= Aristyllus =

Greek astronomer

Aristyllus (Ἀρίστυλλος; fl. c. 261 BC) was a Greek astronomer, presumably of the school of Timocharis (c. 300 BC). He was among the earliest meridian-astronomy observers. Six of his stellar declinations are preserved in the Almagest (7.3). All are exactly correct within his over-cautious rounding to 1/4 degree. See discussion (and lessons) at DIO 7.1 ‡1 p. 13 (2007).

Aristyllus was long mis-dated to c. 300 BC (which made his data look among the poorest of the ancients); but when his correct date was found by least-squares (Isis 73:259-265 [1982] p. 263), it was realized that his star declinations' accuracy was unexcelled in antiquity. His data suggest that he worked in Alexandria: see DIO 4.1 ‡3 Table 3 p. 45 (2004).

A lunar crater, Aristillus, aptly near the Moon's meridian and at a lunar latitude roughly equal to the terrestrial latitude of Alexandria, is named after him.

== Sources ==

- Thomas Hockey's Biographical Encyclopedia of Astronomers provides the following information about him:

"Aristyllus was an early astronomer in the school of Alexandria. Little is known about him. He made astronomical observations during the first half of the third century BCE, and was probably a pupil of Timocharis."

"Aristyllus and Timocharis are usually considered to have compiled the first true catalog of the fixed stars, in which stars are identified by numerical measurements of their positions."

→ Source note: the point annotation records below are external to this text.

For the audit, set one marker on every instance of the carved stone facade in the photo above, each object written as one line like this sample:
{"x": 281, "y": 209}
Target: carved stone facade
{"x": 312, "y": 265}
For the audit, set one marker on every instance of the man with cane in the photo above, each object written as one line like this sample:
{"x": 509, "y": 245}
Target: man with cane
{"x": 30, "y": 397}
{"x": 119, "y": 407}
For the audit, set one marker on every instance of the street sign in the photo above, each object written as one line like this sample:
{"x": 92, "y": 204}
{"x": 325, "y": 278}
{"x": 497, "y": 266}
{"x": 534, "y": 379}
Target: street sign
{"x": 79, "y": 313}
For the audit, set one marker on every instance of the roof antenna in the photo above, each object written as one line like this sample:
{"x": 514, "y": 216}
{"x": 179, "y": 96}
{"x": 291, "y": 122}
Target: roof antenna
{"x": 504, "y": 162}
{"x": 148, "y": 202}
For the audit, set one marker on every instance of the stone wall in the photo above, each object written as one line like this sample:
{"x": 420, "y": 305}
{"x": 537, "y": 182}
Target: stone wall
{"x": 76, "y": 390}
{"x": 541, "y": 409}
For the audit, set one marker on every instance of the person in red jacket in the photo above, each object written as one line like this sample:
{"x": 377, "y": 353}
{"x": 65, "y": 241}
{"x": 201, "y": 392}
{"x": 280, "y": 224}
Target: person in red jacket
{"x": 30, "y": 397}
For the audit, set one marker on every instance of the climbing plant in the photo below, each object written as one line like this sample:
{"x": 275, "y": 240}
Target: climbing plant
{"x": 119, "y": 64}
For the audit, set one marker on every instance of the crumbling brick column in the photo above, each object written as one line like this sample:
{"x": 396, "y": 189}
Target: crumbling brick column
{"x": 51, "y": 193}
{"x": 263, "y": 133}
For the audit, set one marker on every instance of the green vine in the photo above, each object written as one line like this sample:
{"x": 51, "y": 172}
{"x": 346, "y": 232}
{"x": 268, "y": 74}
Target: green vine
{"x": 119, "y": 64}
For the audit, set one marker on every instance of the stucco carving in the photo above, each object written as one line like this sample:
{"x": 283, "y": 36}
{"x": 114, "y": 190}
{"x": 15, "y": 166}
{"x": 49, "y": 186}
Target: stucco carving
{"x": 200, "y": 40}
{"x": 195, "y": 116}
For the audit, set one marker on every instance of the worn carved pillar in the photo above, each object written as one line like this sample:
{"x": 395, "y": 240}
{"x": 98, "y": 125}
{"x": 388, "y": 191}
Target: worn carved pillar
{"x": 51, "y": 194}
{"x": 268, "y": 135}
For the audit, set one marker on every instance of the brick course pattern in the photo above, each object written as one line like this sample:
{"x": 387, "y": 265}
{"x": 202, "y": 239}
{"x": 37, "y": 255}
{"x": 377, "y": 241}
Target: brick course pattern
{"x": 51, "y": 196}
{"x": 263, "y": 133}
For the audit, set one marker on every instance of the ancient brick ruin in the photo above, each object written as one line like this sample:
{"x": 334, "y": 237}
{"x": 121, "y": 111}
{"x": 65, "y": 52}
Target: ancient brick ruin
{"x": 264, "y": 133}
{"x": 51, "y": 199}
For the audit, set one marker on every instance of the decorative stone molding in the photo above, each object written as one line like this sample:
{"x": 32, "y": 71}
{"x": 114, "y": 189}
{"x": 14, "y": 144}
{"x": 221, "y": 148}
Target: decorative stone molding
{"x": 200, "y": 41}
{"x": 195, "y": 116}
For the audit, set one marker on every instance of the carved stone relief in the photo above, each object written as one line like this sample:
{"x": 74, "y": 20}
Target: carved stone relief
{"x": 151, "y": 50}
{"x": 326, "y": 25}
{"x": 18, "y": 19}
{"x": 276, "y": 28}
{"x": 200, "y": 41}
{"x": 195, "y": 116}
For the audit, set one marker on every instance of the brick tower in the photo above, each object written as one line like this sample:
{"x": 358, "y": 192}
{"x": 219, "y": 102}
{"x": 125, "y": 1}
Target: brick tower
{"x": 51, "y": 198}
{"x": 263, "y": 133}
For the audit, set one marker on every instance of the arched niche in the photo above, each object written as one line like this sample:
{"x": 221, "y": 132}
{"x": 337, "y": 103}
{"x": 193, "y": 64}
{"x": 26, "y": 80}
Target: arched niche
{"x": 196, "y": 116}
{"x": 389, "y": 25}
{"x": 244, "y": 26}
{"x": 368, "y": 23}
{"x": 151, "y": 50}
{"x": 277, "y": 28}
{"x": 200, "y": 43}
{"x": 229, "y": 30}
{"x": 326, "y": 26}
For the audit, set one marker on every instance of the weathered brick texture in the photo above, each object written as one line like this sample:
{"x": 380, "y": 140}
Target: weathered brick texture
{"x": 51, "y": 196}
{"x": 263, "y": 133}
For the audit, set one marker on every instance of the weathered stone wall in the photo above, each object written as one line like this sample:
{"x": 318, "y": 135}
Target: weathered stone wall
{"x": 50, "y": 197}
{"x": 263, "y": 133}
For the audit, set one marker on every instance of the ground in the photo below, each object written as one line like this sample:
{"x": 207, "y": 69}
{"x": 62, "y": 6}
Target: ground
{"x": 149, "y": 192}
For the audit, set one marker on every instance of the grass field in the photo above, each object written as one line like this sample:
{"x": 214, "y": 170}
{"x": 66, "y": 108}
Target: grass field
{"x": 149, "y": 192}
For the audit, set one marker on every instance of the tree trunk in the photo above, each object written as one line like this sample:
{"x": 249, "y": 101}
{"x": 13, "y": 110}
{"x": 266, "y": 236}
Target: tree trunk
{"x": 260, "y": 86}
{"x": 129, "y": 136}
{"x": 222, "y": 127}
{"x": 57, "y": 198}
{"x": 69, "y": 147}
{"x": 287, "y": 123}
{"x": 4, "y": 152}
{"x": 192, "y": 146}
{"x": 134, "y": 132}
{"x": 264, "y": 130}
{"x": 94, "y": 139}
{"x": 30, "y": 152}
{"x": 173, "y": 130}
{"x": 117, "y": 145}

- William Smith's Dictionary of Greek and Roman Biography and Mythology provides the following information about him:

"Aristyllus, a Greek astronomer, who appears to have lived about B.C. 233. He wrote a work on the fixed stars (τηρήσις ἀπλανῶν), which was used by Hipparchus and Ptolemy, and he is undoubtedly one of the two persons of this name who wrote commentaries on Aratus."